KUALA LUMPUR, June 26 — A women’s rights group today criticised the government and the Malaysian Trades Unions Congress’ (MTUC) decision to abstain from supporting an international treaty on harassment at work.
The All Women’s Action Society (Awam) said that the International Labour Organisation (ILO) treaty in Geneva, which addresses sexual harassment in the workplace, was a step towards making workplaces more accessible for women.
“Ensuring that women feel welcome and safe at the workplace is a serious concern — not only from an economic point of view but also to ensure that women earn a living wage and are able to make financial decisions independently.
“There is no point in creating a quota or opportunities for women if basic requirements like a violence-free and harassment-free workplace are not realised,” the statement read.
Awam added that a proper and comprehensive sexual harassment policy at the workplace would set the foundation for better working environments and working relationships while improving productivity.
The group thus said it was extremely disappointed with the decision by Pakatan Harapan (PH) and MTUC to abstain from voting for the treaty that incorporated principles from the Convention on the Elimination of all Forms of Discrimination Against Women (Cedaw).
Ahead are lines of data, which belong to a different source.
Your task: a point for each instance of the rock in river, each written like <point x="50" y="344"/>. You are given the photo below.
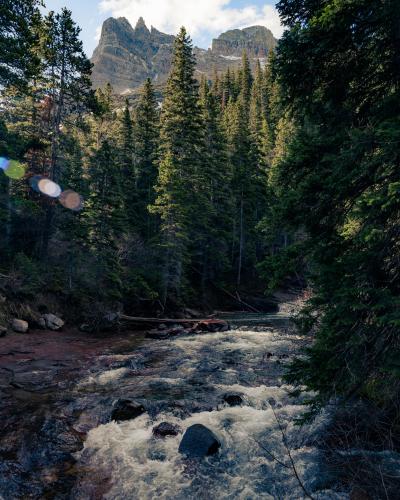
<point x="166" y="429"/>
<point x="233" y="399"/>
<point x="19" y="325"/>
<point x="52" y="322"/>
<point x="124" y="409"/>
<point x="199" y="442"/>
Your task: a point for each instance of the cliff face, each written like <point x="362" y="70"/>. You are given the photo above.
<point x="126" y="56"/>
<point x="256" y="40"/>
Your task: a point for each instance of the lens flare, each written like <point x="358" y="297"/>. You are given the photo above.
<point x="72" y="200"/>
<point x="34" y="182"/>
<point x="49" y="188"/>
<point x="4" y="162"/>
<point x="15" y="170"/>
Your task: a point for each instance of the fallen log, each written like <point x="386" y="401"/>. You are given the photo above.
<point x="167" y="320"/>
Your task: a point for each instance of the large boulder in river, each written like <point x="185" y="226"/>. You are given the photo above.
<point x="19" y="325"/>
<point x="165" y="429"/>
<point x="124" y="409"/>
<point x="199" y="442"/>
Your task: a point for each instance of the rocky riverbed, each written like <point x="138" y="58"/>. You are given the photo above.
<point x="60" y="439"/>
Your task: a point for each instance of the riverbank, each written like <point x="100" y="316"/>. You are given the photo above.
<point x="58" y="440"/>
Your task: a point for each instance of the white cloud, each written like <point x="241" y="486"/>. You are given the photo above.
<point x="202" y="18"/>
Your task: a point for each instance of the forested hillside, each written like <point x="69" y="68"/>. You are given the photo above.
<point x="254" y="179"/>
<point x="160" y="204"/>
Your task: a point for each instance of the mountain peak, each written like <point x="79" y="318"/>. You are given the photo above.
<point x="141" y="25"/>
<point x="257" y="41"/>
<point x="126" y="56"/>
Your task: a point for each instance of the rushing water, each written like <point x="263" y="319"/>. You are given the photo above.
<point x="183" y="381"/>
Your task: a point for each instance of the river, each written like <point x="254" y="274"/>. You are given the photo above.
<point x="57" y="440"/>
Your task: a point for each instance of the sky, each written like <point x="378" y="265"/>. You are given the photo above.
<point x="204" y="19"/>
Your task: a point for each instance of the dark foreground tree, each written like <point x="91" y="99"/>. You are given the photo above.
<point x="339" y="181"/>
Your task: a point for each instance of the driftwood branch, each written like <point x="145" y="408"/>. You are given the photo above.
<point x="166" y="320"/>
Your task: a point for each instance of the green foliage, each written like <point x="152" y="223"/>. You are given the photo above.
<point x="336" y="180"/>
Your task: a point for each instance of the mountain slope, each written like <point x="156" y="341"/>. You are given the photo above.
<point x="126" y="56"/>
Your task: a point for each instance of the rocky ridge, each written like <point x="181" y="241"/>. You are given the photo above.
<point x="126" y="56"/>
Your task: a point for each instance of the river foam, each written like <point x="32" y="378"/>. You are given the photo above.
<point x="184" y="383"/>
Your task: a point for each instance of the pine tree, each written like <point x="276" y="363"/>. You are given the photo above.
<point x="216" y="209"/>
<point x="147" y="145"/>
<point x="180" y="168"/>
<point x="105" y="218"/>
<point x="338" y="181"/>
<point x="19" y="20"/>
<point x="68" y="90"/>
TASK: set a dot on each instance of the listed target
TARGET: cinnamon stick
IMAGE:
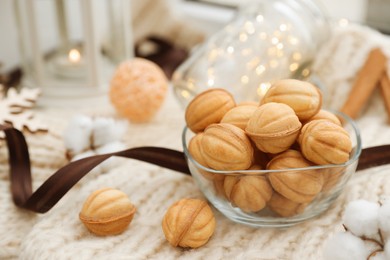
(385, 89)
(366, 81)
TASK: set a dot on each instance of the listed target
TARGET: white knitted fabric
(59, 234)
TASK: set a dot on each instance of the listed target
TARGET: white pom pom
(345, 246)
(361, 218)
(107, 130)
(384, 220)
(77, 135)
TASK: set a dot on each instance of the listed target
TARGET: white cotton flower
(361, 218)
(111, 147)
(345, 246)
(384, 220)
(77, 134)
(107, 130)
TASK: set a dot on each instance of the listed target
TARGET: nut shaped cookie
(188, 223)
(208, 108)
(196, 151)
(323, 142)
(107, 211)
(303, 97)
(273, 127)
(299, 186)
(239, 116)
(226, 147)
(325, 115)
(249, 193)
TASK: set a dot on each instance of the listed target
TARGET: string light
(249, 27)
(244, 79)
(294, 66)
(260, 18)
(243, 37)
(273, 63)
(260, 69)
(263, 88)
(263, 36)
(283, 27)
(230, 49)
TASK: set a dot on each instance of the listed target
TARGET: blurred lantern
(267, 40)
(70, 48)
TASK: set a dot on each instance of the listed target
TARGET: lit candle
(68, 65)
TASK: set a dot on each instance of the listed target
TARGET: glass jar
(70, 48)
(266, 41)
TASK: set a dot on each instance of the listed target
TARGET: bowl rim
(353, 159)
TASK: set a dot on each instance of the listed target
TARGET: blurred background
(195, 21)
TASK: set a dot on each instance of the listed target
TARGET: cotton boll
(361, 218)
(384, 220)
(345, 246)
(107, 130)
(77, 136)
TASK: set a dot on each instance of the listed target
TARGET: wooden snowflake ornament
(14, 109)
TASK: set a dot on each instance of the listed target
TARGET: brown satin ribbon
(57, 185)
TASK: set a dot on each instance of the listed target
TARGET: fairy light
(263, 88)
(273, 63)
(260, 69)
(185, 94)
(293, 66)
(246, 51)
(263, 36)
(244, 79)
(259, 18)
(305, 72)
(230, 49)
(272, 51)
(210, 82)
(283, 27)
(249, 27)
(297, 56)
(253, 63)
(293, 40)
(243, 37)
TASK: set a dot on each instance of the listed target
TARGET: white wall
(9, 48)
(354, 10)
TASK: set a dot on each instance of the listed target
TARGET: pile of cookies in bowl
(272, 163)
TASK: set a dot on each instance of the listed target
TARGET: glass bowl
(281, 212)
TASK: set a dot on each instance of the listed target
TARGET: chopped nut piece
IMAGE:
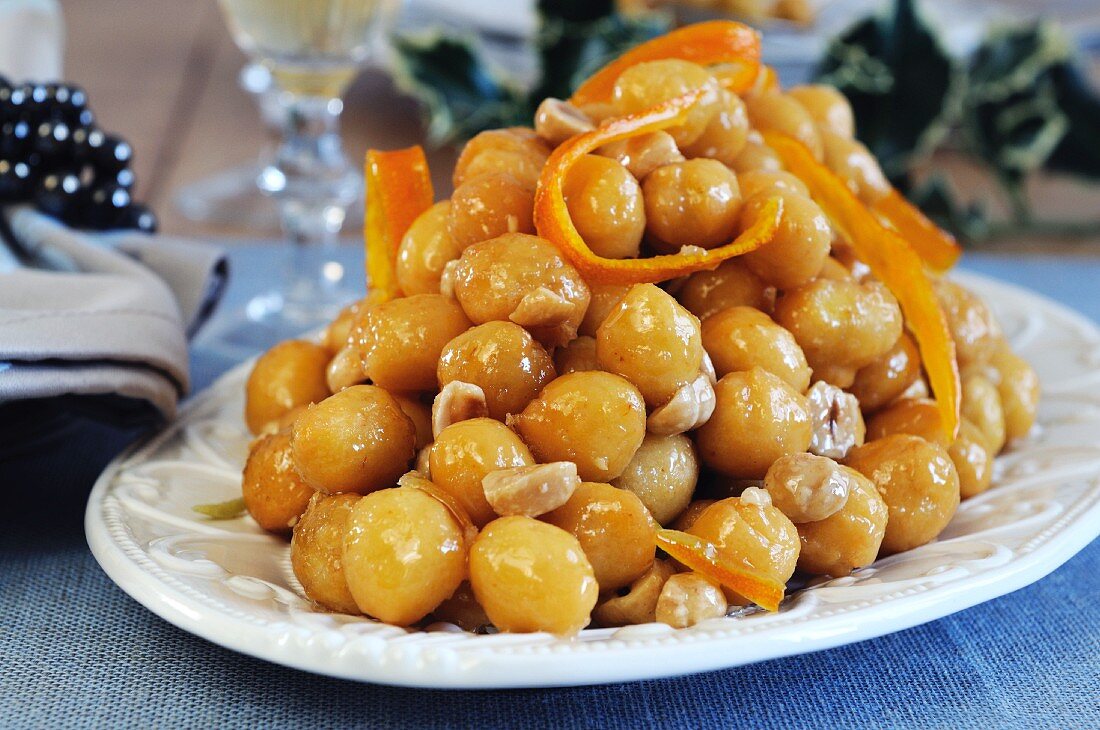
(530, 490)
(457, 401)
(556, 121)
(690, 408)
(689, 598)
(644, 154)
(837, 421)
(807, 488)
(344, 369)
It then cited International Monetary Fund (IMF) managing director Christine Lagarde’s remark during her visit last week, where she highlighted increasing Malaysia’s productivity and focus on creating opportunities for women while maintaining the push for women empowerment.
“Malaysia Bahru means hope for the rakyat and it is time we viewed these opportunities for progress with the bigger picture in mind, rather than focusing on making a minority group the scapegoat for not moving forward,” the group added.
Last Friday, ILO member governments, worker representatives, and employers’ organisations adopted a new treaty against violence and harassment in the workplace after spending two years negotiating the text.
The treaty aims to protect workers, regardless of contractual status, from harassment in places where they are paid, taking a rest, eating or using sanitary facilities.
It also covers work-related trips, training, social activities, communications and commutes.
All but six governments voted in favour of the pact, with Russia, Singapore, El Salvador, Malaysia, Paraguay and Kyrgyzstan abstaining.